Singhas are very popular in Northern Thailand. These are stylized lion statues, and originate in Burmese folklore. They represent strength and power and are usually depicted with mouth half open, seated outside temple door, or devouring a frightened victim.

 

The Kalais a monster that devours itself, representing the relentless passage of time. It is usually shown without its lower jaw, which it has already eaten. Originally a Hindu god, it is often seen above windows and doors.

 

Kinnari are beautiful women above the waist, but with the wings and legs of a bird. They are companions to the gods, and are Himalayan and Animist in concept.
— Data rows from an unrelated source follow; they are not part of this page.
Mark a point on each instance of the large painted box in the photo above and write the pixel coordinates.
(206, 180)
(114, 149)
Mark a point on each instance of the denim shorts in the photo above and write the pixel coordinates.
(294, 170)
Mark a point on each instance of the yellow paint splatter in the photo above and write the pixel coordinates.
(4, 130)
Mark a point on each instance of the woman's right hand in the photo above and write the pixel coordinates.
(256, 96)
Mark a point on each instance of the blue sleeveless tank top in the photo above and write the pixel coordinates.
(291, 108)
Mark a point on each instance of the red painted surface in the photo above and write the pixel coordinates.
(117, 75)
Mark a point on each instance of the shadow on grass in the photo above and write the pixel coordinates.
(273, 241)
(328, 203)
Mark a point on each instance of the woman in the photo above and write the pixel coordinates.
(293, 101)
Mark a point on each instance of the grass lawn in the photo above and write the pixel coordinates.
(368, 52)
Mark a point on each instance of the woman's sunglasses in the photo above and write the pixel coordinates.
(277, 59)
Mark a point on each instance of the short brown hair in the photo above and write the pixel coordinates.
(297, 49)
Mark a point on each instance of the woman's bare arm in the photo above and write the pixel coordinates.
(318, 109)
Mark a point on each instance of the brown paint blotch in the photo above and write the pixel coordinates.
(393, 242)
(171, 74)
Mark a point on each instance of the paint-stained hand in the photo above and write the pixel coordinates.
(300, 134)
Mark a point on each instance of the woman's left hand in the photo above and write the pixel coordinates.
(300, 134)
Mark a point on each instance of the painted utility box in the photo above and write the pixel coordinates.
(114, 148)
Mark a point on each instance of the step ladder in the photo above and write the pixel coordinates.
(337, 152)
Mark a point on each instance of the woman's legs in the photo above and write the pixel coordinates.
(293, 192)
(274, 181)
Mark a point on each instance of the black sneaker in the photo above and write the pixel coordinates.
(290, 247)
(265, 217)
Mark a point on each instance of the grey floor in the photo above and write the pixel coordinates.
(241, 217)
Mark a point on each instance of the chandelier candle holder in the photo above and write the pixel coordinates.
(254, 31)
Ornate Kinnari are popular in Chiang Mai temples.

 

The Hongse is a mythical swan-like creature, the mount of the god Brahma. It is often seen in the Northern Thailand as a decoration for ornamental gates or standing on a tall pole in front of the wiharn.

 

All temples contain at least one, and usually many, Buddha images. They can be made from a wide range of materials, but are commonly brick based and covered in cement or plaster stucco. Smaller or more venerable statues will be made of molded bronze, brass or gold. In front of the main image in every temple will be an arrangement of offerings, including lotus blossoms covered in a tea cozy like hood of dried flowers, bronze or copper money trees and commonly a host of lesser Buddha statues, donated by worshippers to make merit.

 

The physical features of Buddha are largely determined by convention. These vary over time and from place to place. All Buddha’s though, have certain features in common. There is a lotus bud on the head to symbolize enlightenment, and very long earlobes which show he was of a royal family who wore such heavy earrings that the ears became lengthened. The fingers are, in most styles, of equal length, as are the toes.

 

Some statues of Buddha are very different. The Chinese favor an obese, pot bellied Buddha. This Buddha is associated with happiness, wealth, food and plenty. A fine example towers over the food market at Chiang Rai. An emaciated statue refers to Buddha’s experiment as an ascetic – when he decided that total self denial was unnecessary, and developed the idea of ‘the middle path’.

 

Buddha may be pictured in number of different poses. Most usually he is seated cross legged, which indicated meditation. If the right hand is raised, palm outwards, this indicates that Buddha is imploring peace. With left hand raised, palm up, he is teaching. If two fingers are held up, he is blessing. If both bands are down, then Buddha has achieved enlightenment.

 

The reclining Buddha, in which he is seen resting on a cushion with one arm holding his head, refers to the death of Buddha – the point at which he achieved nirvana.

 

The walking Buddha refers to walking meditation – regarded as very difficult by most monks. Standing with both hands raised, palms outwards, is a sign of power and refers to a legend in which Buddha stopped the sea from engulfing a village by adopting this pose.

 

All Buddha images are designed according to precise convention. The sculptor has no artistic freedom in which to work. The changes through time and place of the statues is a catalogue of cultural evolution, not artistic development.